Beijing plans to open up the Chinese market to African merchandise, reducing tariffs on some goods from Africa's least developed countries to zero and says it will work to boost bilateral trade on an equal basis.

Sino-African cooperation will also focus on "developing land, agricultural output, animal husbandry, and food security."

Health and tourism are covered in the plan, while Beijing also intends to boost its cooperation with regard to military technology and "will continue to help African countries train their military personnel".

The Chinese government is also encouraging "Chinese businesses to invest and set up in Africa and will continue to give them loans at preferential rates," the document added.

It explained that China regards Africa as "a powerful force for bringing peace and developent across the world" and that China plans to work with bodies such as the African Union and the United Nations so as to promote "a new international political and social order" for the sake of security.

In this regard, Beijing wants to help Africa contribute to international efforts to fight terrorism, reduce the smuggling of light arms and to "strengthen international judicial cooperation."

The document stressed that all this was contingent on African countries' refraining from developing official relations with Taiwan.

Before leaving Mali for Liberia and the presidential inauguration of Ellen Johnson Sirleaf, Li Zhaoxing spoke about the new partnership.

"China and Mali, both developing countries, are urged to support each other, step up their exchanges and broaden their cooperation."

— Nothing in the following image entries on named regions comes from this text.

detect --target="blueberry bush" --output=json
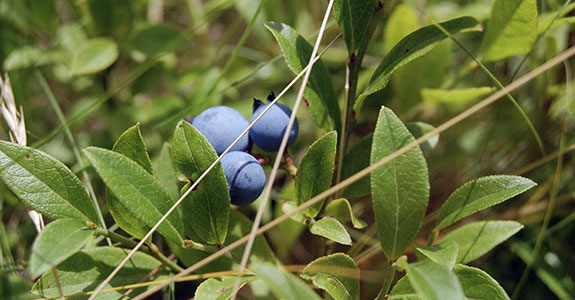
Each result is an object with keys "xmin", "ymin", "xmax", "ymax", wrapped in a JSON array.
[{"xmin": 0, "ymin": 0, "xmax": 575, "ymax": 300}]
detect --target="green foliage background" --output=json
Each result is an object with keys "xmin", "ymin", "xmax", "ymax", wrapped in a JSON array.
[{"xmin": 0, "ymin": 0, "xmax": 575, "ymax": 299}]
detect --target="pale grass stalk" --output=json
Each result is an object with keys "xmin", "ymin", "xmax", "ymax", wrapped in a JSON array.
[
  {"xmin": 0, "ymin": 74, "xmax": 44, "ymax": 233},
  {"xmin": 134, "ymin": 46, "xmax": 575, "ymax": 300},
  {"xmin": 230, "ymin": 0, "xmax": 334, "ymax": 300},
  {"xmin": 88, "ymin": 34, "xmax": 341, "ymax": 300}
]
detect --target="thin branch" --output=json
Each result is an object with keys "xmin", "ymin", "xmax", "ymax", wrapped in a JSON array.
[
  {"xmin": 134, "ymin": 46, "xmax": 575, "ymax": 300},
  {"xmin": 88, "ymin": 34, "xmax": 341, "ymax": 300},
  {"xmin": 230, "ymin": 0, "xmax": 334, "ymax": 300}
]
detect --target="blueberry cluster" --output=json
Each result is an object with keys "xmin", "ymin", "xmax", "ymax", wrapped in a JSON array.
[{"xmin": 186, "ymin": 92, "xmax": 298, "ymax": 205}]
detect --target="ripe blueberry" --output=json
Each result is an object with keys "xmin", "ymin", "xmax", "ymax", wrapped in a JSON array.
[
  {"xmin": 186, "ymin": 106, "xmax": 249, "ymax": 155},
  {"xmin": 220, "ymin": 151, "xmax": 266, "ymax": 205},
  {"xmin": 250, "ymin": 92, "xmax": 298, "ymax": 152}
]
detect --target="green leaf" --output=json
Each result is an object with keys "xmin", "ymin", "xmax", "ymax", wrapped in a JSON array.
[
  {"xmin": 281, "ymin": 201, "xmax": 307, "ymax": 224},
  {"xmin": 70, "ymin": 38, "xmax": 118, "ymax": 75},
  {"xmin": 309, "ymin": 217, "xmax": 351, "ymax": 246},
  {"xmin": 324, "ymin": 198, "xmax": 367, "ymax": 229},
  {"xmin": 413, "ymin": 241, "xmax": 459, "ymax": 270},
  {"xmin": 407, "ymin": 260, "xmax": 465, "ymax": 300},
  {"xmin": 453, "ymin": 265, "xmax": 509, "ymax": 300},
  {"xmin": 152, "ymin": 143, "xmax": 180, "ymax": 198},
  {"xmin": 341, "ymin": 134, "xmax": 373, "ymax": 199},
  {"xmin": 251, "ymin": 264, "xmax": 321, "ymax": 300},
  {"xmin": 170, "ymin": 209, "xmax": 279, "ymax": 273},
  {"xmin": 84, "ymin": 147, "xmax": 183, "ymax": 244},
  {"xmin": 405, "ymin": 122, "xmax": 439, "ymax": 156},
  {"xmin": 481, "ymin": 0, "xmax": 538, "ymax": 62},
  {"xmin": 0, "ymin": 272, "xmax": 34, "ymax": 300},
  {"xmin": 194, "ymin": 276, "xmax": 253, "ymax": 300},
  {"xmin": 354, "ymin": 17, "xmax": 478, "ymax": 103},
  {"xmin": 295, "ymin": 131, "xmax": 337, "ymax": 218},
  {"xmin": 106, "ymin": 124, "xmax": 152, "ymax": 239},
  {"xmin": 30, "ymin": 219, "xmax": 93, "ymax": 278},
  {"xmin": 386, "ymin": 276, "xmax": 421, "ymax": 300},
  {"xmin": 421, "ymin": 87, "xmax": 495, "ymax": 111},
  {"xmin": 439, "ymin": 221, "xmax": 523, "ymax": 264},
  {"xmin": 301, "ymin": 253, "xmax": 360, "ymax": 300},
  {"xmin": 170, "ymin": 121, "xmax": 230, "ymax": 244},
  {"xmin": 333, "ymin": 0, "xmax": 376, "ymax": 53},
  {"xmin": 265, "ymin": 22, "xmax": 341, "ymax": 131},
  {"xmin": 130, "ymin": 25, "xmax": 188, "ymax": 55},
  {"xmin": 388, "ymin": 264, "xmax": 509, "ymax": 300},
  {"xmin": 32, "ymin": 247, "xmax": 167, "ymax": 300},
  {"xmin": 437, "ymin": 175, "xmax": 537, "ymax": 230},
  {"xmin": 370, "ymin": 107, "xmax": 429, "ymax": 260},
  {"xmin": 0, "ymin": 141, "xmax": 100, "ymax": 224}
]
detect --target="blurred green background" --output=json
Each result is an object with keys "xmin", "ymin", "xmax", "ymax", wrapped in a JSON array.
[{"xmin": 0, "ymin": 0, "xmax": 575, "ymax": 299}]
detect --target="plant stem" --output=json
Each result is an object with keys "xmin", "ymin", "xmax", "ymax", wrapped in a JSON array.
[
  {"xmin": 95, "ymin": 228, "xmax": 184, "ymax": 272},
  {"xmin": 335, "ymin": 2, "xmax": 383, "ymax": 189}
]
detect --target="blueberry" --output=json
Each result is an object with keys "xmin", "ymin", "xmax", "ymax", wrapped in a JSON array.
[
  {"xmin": 186, "ymin": 106, "xmax": 249, "ymax": 155},
  {"xmin": 250, "ymin": 92, "xmax": 298, "ymax": 152},
  {"xmin": 221, "ymin": 151, "xmax": 266, "ymax": 205}
]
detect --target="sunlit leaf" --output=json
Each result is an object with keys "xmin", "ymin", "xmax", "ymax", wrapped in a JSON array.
[
  {"xmin": 309, "ymin": 217, "xmax": 351, "ymax": 246},
  {"xmin": 30, "ymin": 219, "xmax": 94, "ymax": 278},
  {"xmin": 265, "ymin": 22, "xmax": 341, "ymax": 131},
  {"xmin": 301, "ymin": 253, "xmax": 359, "ymax": 300},
  {"xmin": 295, "ymin": 131, "xmax": 337, "ymax": 218},
  {"xmin": 370, "ymin": 107, "xmax": 429, "ymax": 260},
  {"xmin": 437, "ymin": 175, "xmax": 537, "ymax": 230},
  {"xmin": 0, "ymin": 141, "xmax": 100, "ymax": 224},
  {"xmin": 170, "ymin": 121, "xmax": 230, "ymax": 244}
]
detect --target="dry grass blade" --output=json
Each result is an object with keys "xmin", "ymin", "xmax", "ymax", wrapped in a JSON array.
[
  {"xmin": 134, "ymin": 47, "xmax": 575, "ymax": 300},
  {"xmin": 88, "ymin": 35, "xmax": 341, "ymax": 300},
  {"xmin": 230, "ymin": 0, "xmax": 334, "ymax": 300}
]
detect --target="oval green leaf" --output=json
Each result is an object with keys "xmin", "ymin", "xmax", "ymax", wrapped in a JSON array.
[
  {"xmin": 295, "ymin": 131, "xmax": 337, "ymax": 218},
  {"xmin": 388, "ymin": 264, "xmax": 509, "ymax": 300},
  {"xmin": 341, "ymin": 134, "xmax": 373, "ymax": 199},
  {"xmin": 170, "ymin": 121, "xmax": 230, "ymax": 244},
  {"xmin": 106, "ymin": 124, "xmax": 152, "ymax": 239},
  {"xmin": 481, "ymin": 0, "xmax": 538, "ymax": 61},
  {"xmin": 194, "ymin": 276, "xmax": 253, "ymax": 300},
  {"xmin": 309, "ymin": 217, "xmax": 351, "ymax": 246},
  {"xmin": 324, "ymin": 198, "xmax": 367, "ymax": 229},
  {"xmin": 70, "ymin": 38, "xmax": 118, "ymax": 75},
  {"xmin": 301, "ymin": 253, "xmax": 360, "ymax": 300},
  {"xmin": 407, "ymin": 260, "xmax": 465, "ymax": 300},
  {"xmin": 32, "ymin": 247, "xmax": 167, "ymax": 300},
  {"xmin": 0, "ymin": 141, "xmax": 100, "ymax": 224},
  {"xmin": 360, "ymin": 17, "xmax": 478, "ymax": 103},
  {"xmin": 437, "ymin": 175, "xmax": 537, "ymax": 230},
  {"xmin": 333, "ymin": 0, "xmax": 377, "ymax": 53},
  {"xmin": 30, "ymin": 219, "xmax": 94, "ymax": 278},
  {"xmin": 84, "ymin": 147, "xmax": 183, "ymax": 245},
  {"xmin": 405, "ymin": 122, "xmax": 439, "ymax": 156},
  {"xmin": 251, "ymin": 263, "xmax": 321, "ymax": 300},
  {"xmin": 265, "ymin": 22, "xmax": 341, "ymax": 131},
  {"xmin": 439, "ymin": 221, "xmax": 523, "ymax": 264},
  {"xmin": 370, "ymin": 107, "xmax": 429, "ymax": 260},
  {"xmin": 453, "ymin": 265, "xmax": 509, "ymax": 300},
  {"xmin": 413, "ymin": 241, "xmax": 459, "ymax": 270}
]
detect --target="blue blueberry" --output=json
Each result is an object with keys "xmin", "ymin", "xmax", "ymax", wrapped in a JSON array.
[
  {"xmin": 186, "ymin": 106, "xmax": 249, "ymax": 155},
  {"xmin": 220, "ymin": 151, "xmax": 266, "ymax": 205},
  {"xmin": 250, "ymin": 93, "xmax": 298, "ymax": 152}
]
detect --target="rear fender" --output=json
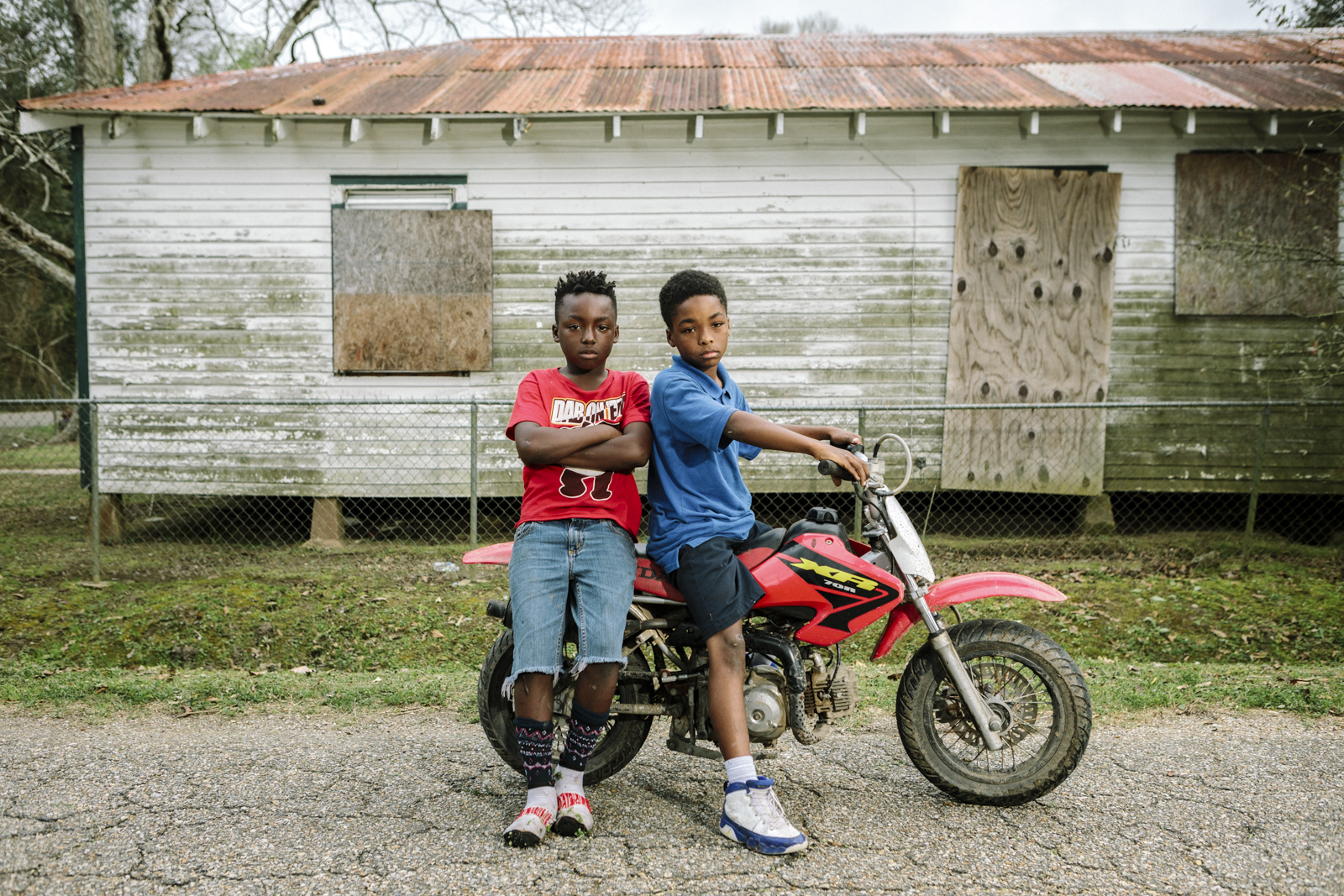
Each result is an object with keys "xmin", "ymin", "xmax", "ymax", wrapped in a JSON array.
[
  {"xmin": 462, "ymin": 542, "xmax": 513, "ymax": 565},
  {"xmin": 872, "ymin": 572, "xmax": 1068, "ymax": 659}
]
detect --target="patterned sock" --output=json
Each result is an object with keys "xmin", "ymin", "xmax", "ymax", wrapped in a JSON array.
[
  {"xmin": 560, "ymin": 700, "xmax": 612, "ymax": 771},
  {"xmin": 553, "ymin": 703, "xmax": 610, "ymax": 837},
  {"xmin": 513, "ymin": 716, "xmax": 555, "ymax": 790}
]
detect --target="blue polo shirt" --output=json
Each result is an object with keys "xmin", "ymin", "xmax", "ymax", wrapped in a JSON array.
[{"xmin": 649, "ymin": 354, "xmax": 761, "ymax": 572}]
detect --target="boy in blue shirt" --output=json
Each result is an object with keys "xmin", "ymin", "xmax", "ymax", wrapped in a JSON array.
[{"xmin": 648, "ymin": 270, "xmax": 869, "ymax": 854}]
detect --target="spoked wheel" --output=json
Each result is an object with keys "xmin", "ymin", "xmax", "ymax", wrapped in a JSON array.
[
  {"xmin": 475, "ymin": 629, "xmax": 654, "ymax": 783},
  {"xmin": 896, "ymin": 619, "xmax": 1091, "ymax": 806}
]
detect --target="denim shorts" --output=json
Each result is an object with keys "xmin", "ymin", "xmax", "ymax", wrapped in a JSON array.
[{"xmin": 504, "ymin": 518, "xmax": 636, "ymax": 699}]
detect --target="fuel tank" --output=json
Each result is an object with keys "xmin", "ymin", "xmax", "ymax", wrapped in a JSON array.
[{"xmin": 751, "ymin": 532, "xmax": 905, "ymax": 646}]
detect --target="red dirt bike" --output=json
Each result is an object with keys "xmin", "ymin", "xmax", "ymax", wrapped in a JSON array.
[{"xmin": 464, "ymin": 434, "xmax": 1091, "ymax": 806}]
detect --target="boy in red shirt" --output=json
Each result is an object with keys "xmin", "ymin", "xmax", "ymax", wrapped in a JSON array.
[{"xmin": 504, "ymin": 270, "xmax": 654, "ymax": 846}]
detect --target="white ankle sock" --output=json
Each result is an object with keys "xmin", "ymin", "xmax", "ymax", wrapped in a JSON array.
[
  {"xmin": 723, "ymin": 755, "xmax": 757, "ymax": 784},
  {"xmin": 555, "ymin": 766, "xmax": 583, "ymax": 797},
  {"xmin": 524, "ymin": 787, "xmax": 555, "ymax": 815}
]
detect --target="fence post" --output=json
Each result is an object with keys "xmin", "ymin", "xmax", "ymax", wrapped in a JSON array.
[
  {"xmin": 853, "ymin": 407, "xmax": 869, "ymax": 540},
  {"xmin": 472, "ymin": 401, "xmax": 479, "ymax": 548},
  {"xmin": 89, "ymin": 405, "xmax": 102, "ymax": 582},
  {"xmin": 1242, "ymin": 405, "xmax": 1268, "ymax": 572}
]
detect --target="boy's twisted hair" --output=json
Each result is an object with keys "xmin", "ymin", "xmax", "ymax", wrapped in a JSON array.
[
  {"xmin": 659, "ymin": 274, "xmax": 728, "ymax": 329},
  {"xmin": 555, "ymin": 270, "xmax": 616, "ymax": 322}
]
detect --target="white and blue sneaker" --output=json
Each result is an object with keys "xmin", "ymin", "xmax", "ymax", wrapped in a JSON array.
[{"xmin": 719, "ymin": 777, "xmax": 808, "ymax": 856}]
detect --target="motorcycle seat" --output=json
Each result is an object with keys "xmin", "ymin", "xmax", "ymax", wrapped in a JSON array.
[{"xmin": 732, "ymin": 528, "xmax": 784, "ymax": 555}]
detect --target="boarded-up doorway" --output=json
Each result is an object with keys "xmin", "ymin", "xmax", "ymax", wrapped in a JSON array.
[
  {"xmin": 942, "ymin": 168, "xmax": 1121, "ymax": 495},
  {"xmin": 332, "ymin": 208, "xmax": 493, "ymax": 374}
]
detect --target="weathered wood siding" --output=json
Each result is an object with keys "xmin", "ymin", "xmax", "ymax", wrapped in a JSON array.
[{"xmin": 85, "ymin": 112, "xmax": 1344, "ymax": 495}]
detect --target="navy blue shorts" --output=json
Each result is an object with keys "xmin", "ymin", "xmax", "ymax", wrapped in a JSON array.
[{"xmin": 668, "ymin": 520, "xmax": 770, "ymax": 638}]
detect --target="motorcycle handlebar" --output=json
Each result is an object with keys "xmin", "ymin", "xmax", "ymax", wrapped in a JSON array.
[
  {"xmin": 817, "ymin": 445, "xmax": 863, "ymax": 482},
  {"xmin": 817, "ymin": 461, "xmax": 853, "ymax": 482}
]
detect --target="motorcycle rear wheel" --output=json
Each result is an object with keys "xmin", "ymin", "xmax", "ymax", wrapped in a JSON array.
[
  {"xmin": 896, "ymin": 619, "xmax": 1091, "ymax": 806},
  {"xmin": 475, "ymin": 629, "xmax": 654, "ymax": 784}
]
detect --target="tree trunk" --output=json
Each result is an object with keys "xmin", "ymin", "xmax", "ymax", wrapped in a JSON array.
[
  {"xmin": 136, "ymin": 0, "xmax": 177, "ymax": 83},
  {"xmin": 260, "ymin": 0, "xmax": 318, "ymax": 67},
  {"xmin": 67, "ymin": 0, "xmax": 119, "ymax": 90}
]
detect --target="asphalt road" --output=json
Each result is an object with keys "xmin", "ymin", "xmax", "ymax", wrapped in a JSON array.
[{"xmin": 0, "ymin": 712, "xmax": 1344, "ymax": 896}]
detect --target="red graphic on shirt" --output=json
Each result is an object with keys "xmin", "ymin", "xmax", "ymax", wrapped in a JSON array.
[
  {"xmin": 560, "ymin": 466, "xmax": 612, "ymax": 501},
  {"xmin": 506, "ymin": 369, "xmax": 649, "ymax": 535}
]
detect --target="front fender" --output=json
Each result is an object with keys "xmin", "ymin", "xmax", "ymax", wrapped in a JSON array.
[{"xmin": 872, "ymin": 572, "xmax": 1068, "ymax": 659}]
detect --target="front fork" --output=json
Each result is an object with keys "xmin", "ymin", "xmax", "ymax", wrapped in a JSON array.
[{"xmin": 910, "ymin": 587, "xmax": 1004, "ymax": 752}]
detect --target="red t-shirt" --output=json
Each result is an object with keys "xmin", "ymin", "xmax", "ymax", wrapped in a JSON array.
[{"xmin": 504, "ymin": 368, "xmax": 649, "ymax": 537}]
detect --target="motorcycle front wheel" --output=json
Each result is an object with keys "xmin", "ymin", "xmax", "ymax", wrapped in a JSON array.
[
  {"xmin": 475, "ymin": 629, "xmax": 654, "ymax": 783},
  {"xmin": 896, "ymin": 619, "xmax": 1091, "ymax": 806}
]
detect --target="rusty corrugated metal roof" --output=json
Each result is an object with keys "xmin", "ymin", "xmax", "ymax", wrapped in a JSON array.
[{"xmin": 20, "ymin": 29, "xmax": 1344, "ymax": 116}]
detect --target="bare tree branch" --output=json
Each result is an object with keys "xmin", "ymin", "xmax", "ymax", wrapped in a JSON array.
[
  {"xmin": 4, "ymin": 336, "xmax": 74, "ymax": 395},
  {"xmin": 0, "ymin": 204, "xmax": 76, "ymax": 262},
  {"xmin": 0, "ymin": 227, "xmax": 76, "ymax": 291},
  {"xmin": 260, "ymin": 0, "xmax": 318, "ymax": 67},
  {"xmin": 137, "ymin": 0, "xmax": 177, "ymax": 83},
  {"xmin": 0, "ymin": 116, "xmax": 74, "ymax": 186}
]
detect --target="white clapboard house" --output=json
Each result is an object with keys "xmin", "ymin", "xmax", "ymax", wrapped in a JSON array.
[{"xmin": 22, "ymin": 31, "xmax": 1344, "ymax": 540}]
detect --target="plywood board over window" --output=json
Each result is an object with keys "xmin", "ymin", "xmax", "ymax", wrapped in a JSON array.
[
  {"xmin": 1176, "ymin": 152, "xmax": 1340, "ymax": 316},
  {"xmin": 942, "ymin": 168, "xmax": 1121, "ymax": 495},
  {"xmin": 332, "ymin": 208, "xmax": 493, "ymax": 374}
]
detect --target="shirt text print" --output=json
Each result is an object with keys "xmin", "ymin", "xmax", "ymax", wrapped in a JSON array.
[{"xmin": 551, "ymin": 394, "xmax": 625, "ymax": 427}]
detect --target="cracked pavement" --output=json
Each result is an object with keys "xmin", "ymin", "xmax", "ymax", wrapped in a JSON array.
[{"xmin": 0, "ymin": 710, "xmax": 1344, "ymax": 896}]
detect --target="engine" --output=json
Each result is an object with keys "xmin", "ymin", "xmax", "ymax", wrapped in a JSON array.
[
  {"xmin": 802, "ymin": 654, "xmax": 858, "ymax": 719},
  {"xmin": 742, "ymin": 657, "xmax": 789, "ymax": 744}
]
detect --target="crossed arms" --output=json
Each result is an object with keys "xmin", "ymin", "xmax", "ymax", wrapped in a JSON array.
[{"xmin": 513, "ymin": 421, "xmax": 654, "ymax": 473}]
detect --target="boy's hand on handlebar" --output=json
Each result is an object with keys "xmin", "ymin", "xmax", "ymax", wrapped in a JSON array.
[
  {"xmin": 817, "ymin": 426, "xmax": 863, "ymax": 448},
  {"xmin": 811, "ymin": 443, "xmax": 869, "ymax": 486}
]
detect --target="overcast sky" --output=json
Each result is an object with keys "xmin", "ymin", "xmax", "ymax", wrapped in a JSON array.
[{"xmin": 640, "ymin": 0, "xmax": 1263, "ymax": 34}]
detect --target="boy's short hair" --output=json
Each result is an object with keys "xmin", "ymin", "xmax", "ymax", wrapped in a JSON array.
[
  {"xmin": 659, "ymin": 267, "xmax": 728, "ymax": 329},
  {"xmin": 555, "ymin": 270, "xmax": 616, "ymax": 324}
]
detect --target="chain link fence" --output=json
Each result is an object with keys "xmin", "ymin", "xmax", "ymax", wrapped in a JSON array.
[{"xmin": 0, "ymin": 398, "xmax": 1344, "ymax": 578}]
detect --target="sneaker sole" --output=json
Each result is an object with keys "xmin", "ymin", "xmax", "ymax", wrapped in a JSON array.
[
  {"xmin": 504, "ymin": 831, "xmax": 542, "ymax": 847},
  {"xmin": 551, "ymin": 815, "xmax": 590, "ymax": 837},
  {"xmin": 719, "ymin": 822, "xmax": 808, "ymax": 856}
]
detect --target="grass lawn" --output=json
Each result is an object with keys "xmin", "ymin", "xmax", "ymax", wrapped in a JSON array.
[{"xmin": 0, "ymin": 446, "xmax": 1344, "ymax": 715}]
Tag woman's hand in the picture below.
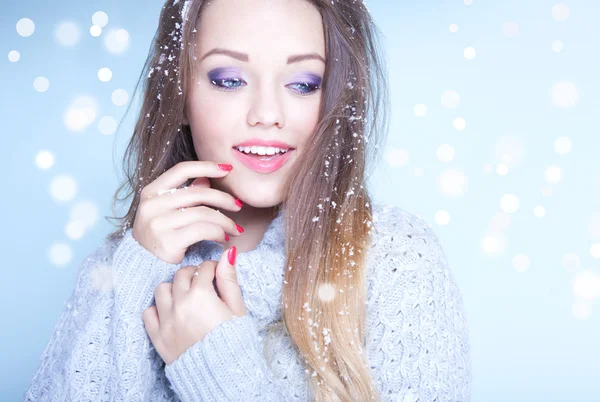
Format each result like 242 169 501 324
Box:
132 161 244 264
142 246 246 365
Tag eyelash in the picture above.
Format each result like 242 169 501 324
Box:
210 78 321 96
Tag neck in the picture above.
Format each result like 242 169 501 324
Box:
221 205 275 253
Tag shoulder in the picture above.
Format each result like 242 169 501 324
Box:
366 204 462 318
365 204 471 401
368 203 446 271
75 232 123 294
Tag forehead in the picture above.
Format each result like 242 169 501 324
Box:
197 0 325 63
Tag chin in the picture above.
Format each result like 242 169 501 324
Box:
237 191 283 208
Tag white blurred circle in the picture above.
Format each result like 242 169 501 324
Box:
98 116 118 135
98 67 112 82
48 242 73 266
413 103 427 117
452 117 467 131
63 95 98 132
436 144 454 162
512 254 530 272
496 163 508 176
554 137 572 155
92 11 108 28
70 201 98 228
111 88 129 106
572 299 592 320
50 175 77 201
435 210 450 226
463 47 477 60
437 170 467 198
544 166 562 184
104 29 129 54
33 77 50 92
54 21 81 47
551 81 579 108
386 148 409 167
562 253 581 272
533 205 546 218
17 18 35 37
90 25 102 38
502 22 519 38
590 243 600 258
573 271 600 301
442 89 460 109
8 50 21 63
500 194 519 214
65 221 85 240
552 3 569 22
35 151 54 170
552 40 563 53
318 283 335 302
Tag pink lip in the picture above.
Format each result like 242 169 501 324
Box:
234 138 295 149
232 148 294 173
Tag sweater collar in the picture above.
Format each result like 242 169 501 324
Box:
184 208 286 327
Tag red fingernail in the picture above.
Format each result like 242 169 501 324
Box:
227 246 237 265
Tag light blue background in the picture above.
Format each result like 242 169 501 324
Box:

In a statement, the Malian foreign ministry reaffirmed "the commitment of the two sides to step up their cooperation."

Malian Foreign Minister Moctar Ouane told AFP: "This visit marks a surge in cooperation between our two countries in a number of areas. It's a good example of South-South cooperation."

During his visit, Li announced a grant-in-aid of about two billion CFA francs (three million euros, 3.6 million dollars) to Mali.

The Chinese minister's west African tour has so far taken him to Cape Verde and Senegal. After Monrovia, he is to travel to Nigeria and Libya.